Kayakers capture dramatic moment as glacier collapses off Alaska

Footage from an Alaska kayaking trip shows a sudden and up-close look at part of a collapsing glacier.

Incident happened during an unusually warm stretch of weather in Alaska

The Spencer Glacier collapses, forming a big wave moments before it crashes into a kayaker, in Alaska, U.S., August 10, 2019, in this still image taken from a video obtained from social media. (@steeringsouth/Reuters)

Two men kayaking in Alaska managed to capture on video the moment a glacier suddenly collapsed, sending a huge wave of water into the air. 

Andrew Hooper and his friend were kayaking off the Kenai Peninsula to get a glimpse at the Spencer Glacier earlier this month when they captured a torrent of celestial-blue ice crashing down, creating a wave that inundated the two men.

Hooper said Monday they were not only fortunate to witness the beauty and power of nature, but also escape any injuries.

"It was absolutely gorgeous watching the raw power of the glacier as it fell in," he said Monday. "It was a beautiful event that we were lucky to have survived."

Watch the moment of the collapse:

Part of Alaskan glacier collapses

CBC News

2 years ago
Two men kayaking off Alaska captured the dramatic moment as part of a glacier came crashing down. 0:26

The collapse came during a stretch of unusually warm weather in the state and just days after July became Alaska's warmest month on record, according to the National Oceanic and Atmospheric Administration.

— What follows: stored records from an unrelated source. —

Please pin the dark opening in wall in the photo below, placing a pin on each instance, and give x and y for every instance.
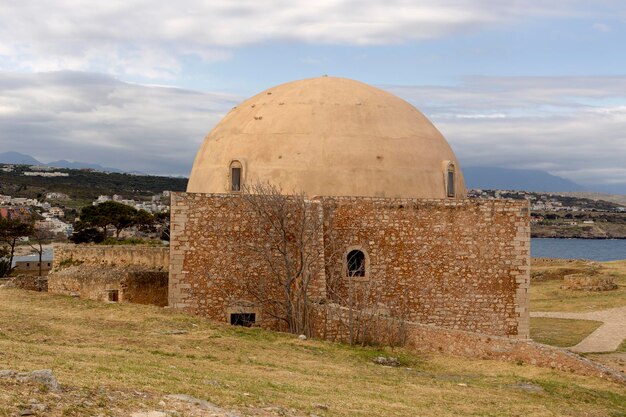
(242, 319)
(114, 296)
(356, 263)
(451, 187)
(236, 179)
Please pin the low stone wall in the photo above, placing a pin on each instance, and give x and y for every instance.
(28, 282)
(157, 258)
(133, 284)
(133, 274)
(331, 322)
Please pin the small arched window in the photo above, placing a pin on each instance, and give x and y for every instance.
(450, 181)
(356, 263)
(236, 175)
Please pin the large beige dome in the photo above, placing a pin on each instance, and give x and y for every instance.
(329, 137)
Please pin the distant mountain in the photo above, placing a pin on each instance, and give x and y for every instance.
(22, 159)
(80, 165)
(493, 178)
(18, 159)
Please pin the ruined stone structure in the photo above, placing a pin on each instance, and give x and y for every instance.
(133, 274)
(391, 196)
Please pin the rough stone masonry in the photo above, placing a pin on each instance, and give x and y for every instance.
(457, 264)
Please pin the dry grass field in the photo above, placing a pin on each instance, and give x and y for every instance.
(561, 332)
(114, 359)
(547, 295)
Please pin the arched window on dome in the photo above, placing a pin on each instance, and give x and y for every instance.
(236, 176)
(355, 263)
(450, 181)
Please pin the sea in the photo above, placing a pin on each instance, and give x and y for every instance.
(592, 249)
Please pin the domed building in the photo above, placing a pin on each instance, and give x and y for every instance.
(328, 137)
(375, 214)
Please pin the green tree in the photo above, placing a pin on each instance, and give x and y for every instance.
(110, 213)
(11, 230)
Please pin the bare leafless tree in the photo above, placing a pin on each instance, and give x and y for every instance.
(289, 250)
(295, 244)
(39, 237)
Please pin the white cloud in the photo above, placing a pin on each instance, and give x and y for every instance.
(601, 27)
(150, 39)
(571, 126)
(94, 118)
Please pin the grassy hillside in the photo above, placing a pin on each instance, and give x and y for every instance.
(114, 359)
(546, 293)
(86, 185)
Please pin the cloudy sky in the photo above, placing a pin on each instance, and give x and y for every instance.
(136, 84)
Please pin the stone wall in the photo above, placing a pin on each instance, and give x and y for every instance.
(156, 258)
(134, 274)
(32, 267)
(212, 265)
(455, 264)
(28, 282)
(331, 322)
(132, 284)
(460, 264)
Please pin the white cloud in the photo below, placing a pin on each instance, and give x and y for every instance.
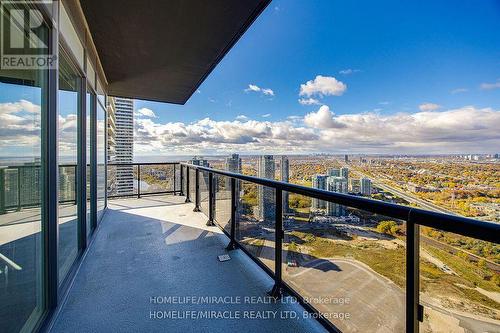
(490, 86)
(323, 118)
(460, 130)
(145, 112)
(428, 107)
(349, 71)
(309, 101)
(322, 86)
(256, 88)
(459, 90)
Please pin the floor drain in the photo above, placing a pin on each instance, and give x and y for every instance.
(224, 257)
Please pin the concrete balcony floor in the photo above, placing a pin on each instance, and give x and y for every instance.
(155, 247)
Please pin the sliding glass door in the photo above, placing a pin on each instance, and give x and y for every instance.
(68, 148)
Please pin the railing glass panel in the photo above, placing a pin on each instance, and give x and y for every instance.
(156, 178)
(223, 202)
(255, 224)
(204, 192)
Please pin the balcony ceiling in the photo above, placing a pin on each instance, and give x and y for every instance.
(163, 50)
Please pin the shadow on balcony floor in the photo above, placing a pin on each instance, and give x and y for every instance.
(154, 247)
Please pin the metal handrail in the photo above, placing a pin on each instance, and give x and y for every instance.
(139, 194)
(414, 218)
(464, 226)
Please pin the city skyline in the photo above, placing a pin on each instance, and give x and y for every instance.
(440, 92)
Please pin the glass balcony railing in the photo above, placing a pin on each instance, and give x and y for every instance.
(357, 264)
(354, 263)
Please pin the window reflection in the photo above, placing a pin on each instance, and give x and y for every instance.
(69, 97)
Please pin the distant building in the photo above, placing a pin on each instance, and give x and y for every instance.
(344, 172)
(333, 172)
(111, 113)
(285, 177)
(319, 182)
(339, 185)
(267, 206)
(199, 161)
(233, 164)
(354, 185)
(366, 186)
(124, 138)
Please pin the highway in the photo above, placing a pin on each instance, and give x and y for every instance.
(408, 197)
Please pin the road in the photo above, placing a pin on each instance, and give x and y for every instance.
(408, 197)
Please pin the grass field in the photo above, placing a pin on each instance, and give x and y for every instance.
(457, 291)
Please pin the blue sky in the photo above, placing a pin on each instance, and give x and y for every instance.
(406, 53)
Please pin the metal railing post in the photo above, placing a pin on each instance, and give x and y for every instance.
(414, 311)
(181, 167)
(211, 199)
(19, 189)
(232, 243)
(187, 185)
(277, 290)
(2, 190)
(138, 181)
(197, 191)
(174, 180)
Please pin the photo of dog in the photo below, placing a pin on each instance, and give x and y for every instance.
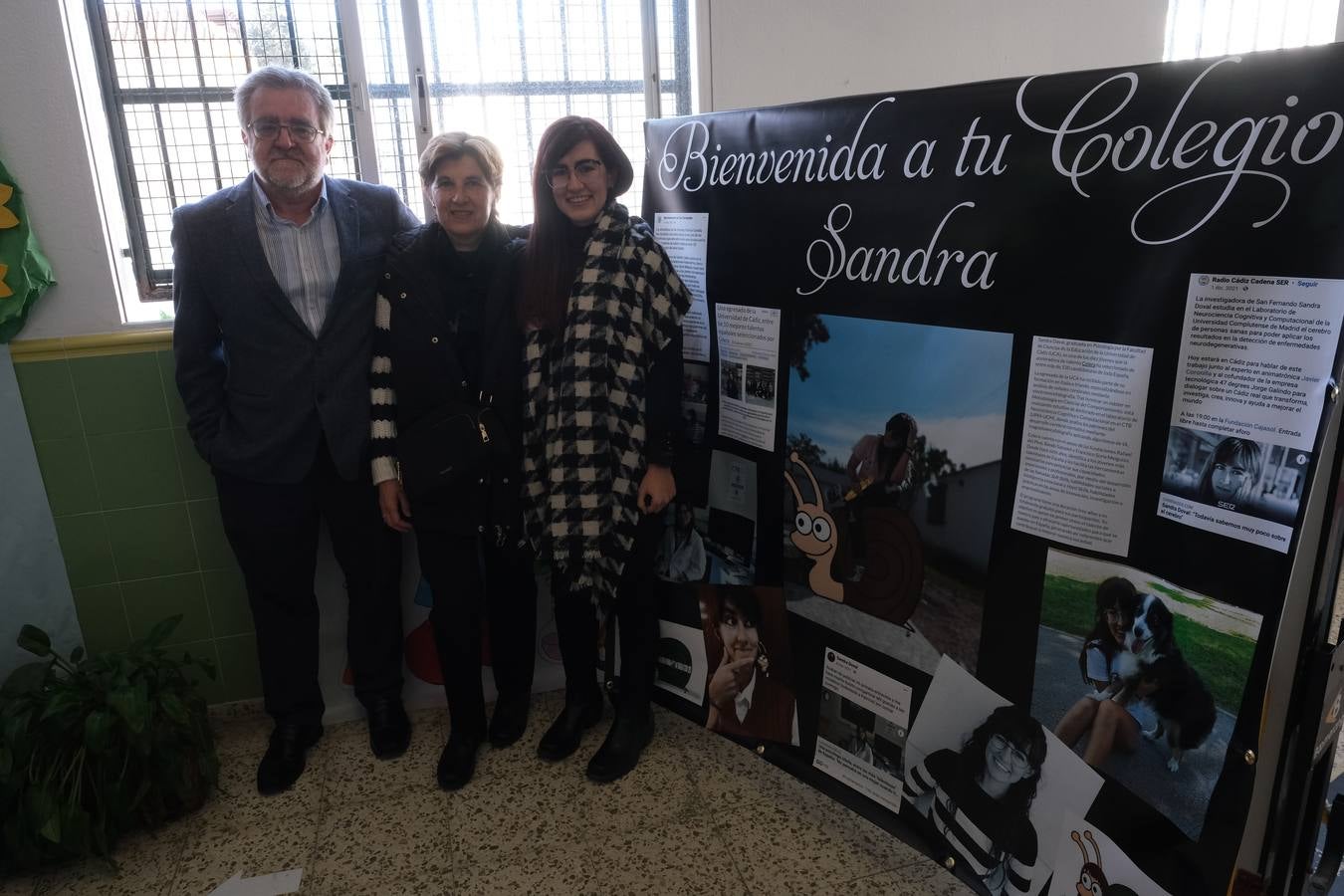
(1153, 669)
(1121, 653)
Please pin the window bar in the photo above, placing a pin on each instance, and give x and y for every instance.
(136, 235)
(200, 77)
(359, 111)
(682, 54)
(436, 65)
(563, 11)
(606, 66)
(157, 107)
(413, 26)
(527, 100)
(652, 95)
(242, 37)
(395, 107)
(293, 34)
(480, 53)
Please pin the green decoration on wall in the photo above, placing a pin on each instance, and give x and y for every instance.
(24, 272)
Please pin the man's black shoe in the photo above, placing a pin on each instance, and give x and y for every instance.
(564, 734)
(388, 727)
(620, 753)
(457, 762)
(510, 719)
(284, 760)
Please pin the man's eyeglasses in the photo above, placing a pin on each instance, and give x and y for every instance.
(271, 129)
(584, 169)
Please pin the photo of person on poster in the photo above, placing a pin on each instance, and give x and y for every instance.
(978, 798)
(897, 483)
(1109, 726)
(1233, 473)
(749, 692)
(1087, 625)
(990, 782)
(682, 554)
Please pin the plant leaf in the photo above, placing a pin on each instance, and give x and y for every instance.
(173, 708)
(131, 704)
(161, 630)
(97, 730)
(35, 641)
(45, 813)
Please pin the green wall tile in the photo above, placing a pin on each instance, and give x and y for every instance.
(227, 596)
(196, 477)
(150, 600)
(168, 375)
(136, 469)
(211, 543)
(150, 542)
(103, 618)
(68, 476)
(119, 392)
(212, 689)
(238, 668)
(49, 399)
(87, 549)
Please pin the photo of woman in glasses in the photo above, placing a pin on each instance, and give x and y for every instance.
(978, 798)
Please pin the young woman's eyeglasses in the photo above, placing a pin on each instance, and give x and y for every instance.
(1005, 747)
(584, 169)
(271, 129)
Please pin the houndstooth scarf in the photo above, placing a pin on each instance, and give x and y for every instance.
(583, 412)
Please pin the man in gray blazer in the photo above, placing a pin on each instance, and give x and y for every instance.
(273, 285)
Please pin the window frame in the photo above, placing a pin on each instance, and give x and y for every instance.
(355, 100)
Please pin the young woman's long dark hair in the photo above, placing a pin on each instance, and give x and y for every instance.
(549, 264)
(1109, 595)
(1016, 726)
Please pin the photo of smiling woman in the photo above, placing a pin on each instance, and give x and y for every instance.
(749, 691)
(1233, 473)
(978, 798)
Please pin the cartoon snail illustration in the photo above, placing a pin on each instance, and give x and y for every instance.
(893, 580)
(1091, 880)
(814, 534)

After paddling around for a while, Hooper said he heard a cracking noise near the glacier. They turned on their GoPro cameras and began filming.

"When it fell, it was cracking small pieces here and there then a big chunk came, another big chunk, and then it just collapsed in on itself," he said.

A wave of ice and water sprayed over them. At one point, Hooper said, he let go of his camera to shield himself from the ice.

"We were way too close," he said.

Alaska's average temperature in July was 14.5 C, 3 degrees above average, NOAA said. It beat the previous warmest month of July 2004 by 0.4 C. 

Spencer Glacier is about 97 kilometres southeast of Anchorage, which on July 4 hit 32 C for the first time ever.

Hooper didn't want to comment on global warming, saying "that's not my area of expertise," but noted that while travelling around Alaska for the summer, locals have told him and his family it's been a lot warmer than usual.